Worm Breeder's Gazette 11(1): 20
These abstracts should not be cited in bibliographies. Material contained herein should be treated as personal communication and should be cited as such only with the consent of the author.
We have been trying to rescue par-2 mutants using available cloned DNA for some time. The single cosmid which was identified by hybridization to flanking sequences of a Tc1 insertion in par-2 failed to complement par-2(it5ts). In addition, an overlapping phage failed to rescue the mutant. We subsequently learned both the cosmid and phage had small deletions in the region thought to contain par-2. The only other cloned DNA from this region was the ~80 kb YAC, Y11F11. We inserted the dominant rol-6 gene into Y11F11, by recombination in yeast, in order to have a marker which would identify successful injections.
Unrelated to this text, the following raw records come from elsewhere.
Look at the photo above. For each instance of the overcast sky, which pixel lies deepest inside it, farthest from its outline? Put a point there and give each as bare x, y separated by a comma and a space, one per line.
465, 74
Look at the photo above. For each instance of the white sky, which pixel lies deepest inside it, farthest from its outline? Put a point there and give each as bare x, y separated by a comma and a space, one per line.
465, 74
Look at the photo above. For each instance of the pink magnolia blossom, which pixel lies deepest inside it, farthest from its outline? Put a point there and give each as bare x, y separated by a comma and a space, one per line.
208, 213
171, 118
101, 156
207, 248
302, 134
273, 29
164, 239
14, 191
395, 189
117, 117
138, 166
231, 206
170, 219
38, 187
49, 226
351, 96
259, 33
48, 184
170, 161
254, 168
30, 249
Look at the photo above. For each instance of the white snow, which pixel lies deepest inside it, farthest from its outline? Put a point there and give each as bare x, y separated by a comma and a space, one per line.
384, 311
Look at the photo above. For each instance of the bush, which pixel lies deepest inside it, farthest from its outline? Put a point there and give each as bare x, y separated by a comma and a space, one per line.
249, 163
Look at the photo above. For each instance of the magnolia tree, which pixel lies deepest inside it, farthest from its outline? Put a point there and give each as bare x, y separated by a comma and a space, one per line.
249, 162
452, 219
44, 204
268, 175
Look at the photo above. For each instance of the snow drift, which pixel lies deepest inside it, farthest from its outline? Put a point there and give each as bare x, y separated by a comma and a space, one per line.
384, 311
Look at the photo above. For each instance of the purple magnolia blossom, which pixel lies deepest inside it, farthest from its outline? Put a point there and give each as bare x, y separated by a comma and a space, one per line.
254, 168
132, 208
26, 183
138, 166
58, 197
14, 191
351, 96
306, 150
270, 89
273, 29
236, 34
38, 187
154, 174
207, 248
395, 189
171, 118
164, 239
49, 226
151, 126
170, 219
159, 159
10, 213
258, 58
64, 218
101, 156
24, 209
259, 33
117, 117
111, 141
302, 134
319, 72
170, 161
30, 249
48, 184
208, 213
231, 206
We transformed Y11F11 with a Rol-6 LYS-2 URA-3 vector and selected for colonies which could grow on lys- media. Hybridization analysis revealed the vector had integrated into the YAC. We enriched for this YAC by running gently lysed spheroplasts over two sucrose gradients and analyzed fractions by hybridization to YAC sequences. Appropriate fractions were dialyzed, dried, and injected into N2 and par-2(it5ts) animals using the technique of C. Mello (WBG, this issue) . We obtained one line of transformed rollers out of ~60 injections into N2. This encouraged us that the rol-6 gene would function from YAC DNA prepared in this manner. This line has not been tested for the ability to complement par-2. We then injected par-2(it5ts) animals with the same DNA. Since par-2 is a maternal-effect gene whose gene product is required prior to first cleavage (N. Cheng and K. Kemphues), we placed injected animals at the permissive temperature (16 C) to allow the injected DNA time to be expressed. When the F1 progeny of the injected animals were at the L3-L4 stage, we shifted them to restrictive temperature (25 C), and examined the plates for the presence of F2 larva instead of dead eggs. One out of 42 injected animals produced F2 progeny at 25 C; some of these F2 progeny were right rollers. This transformed line continues to grow quite well at restrictive temperature and behaves as if it contains an extrachromosomal array--about 20% of the brood produce progeny and the remaining 80% are either sterile (a phenotype associated with par-2( it5ts)) or lay dead eggs. Non-transformed par-2(it5ts) cannot be maintained at 25 C. We are isolating DNA from these strains in order to identify which sequences from this YAC are responsible for the rescue. In addition, we are interested in determining the copy number and structure of the transforming DNA.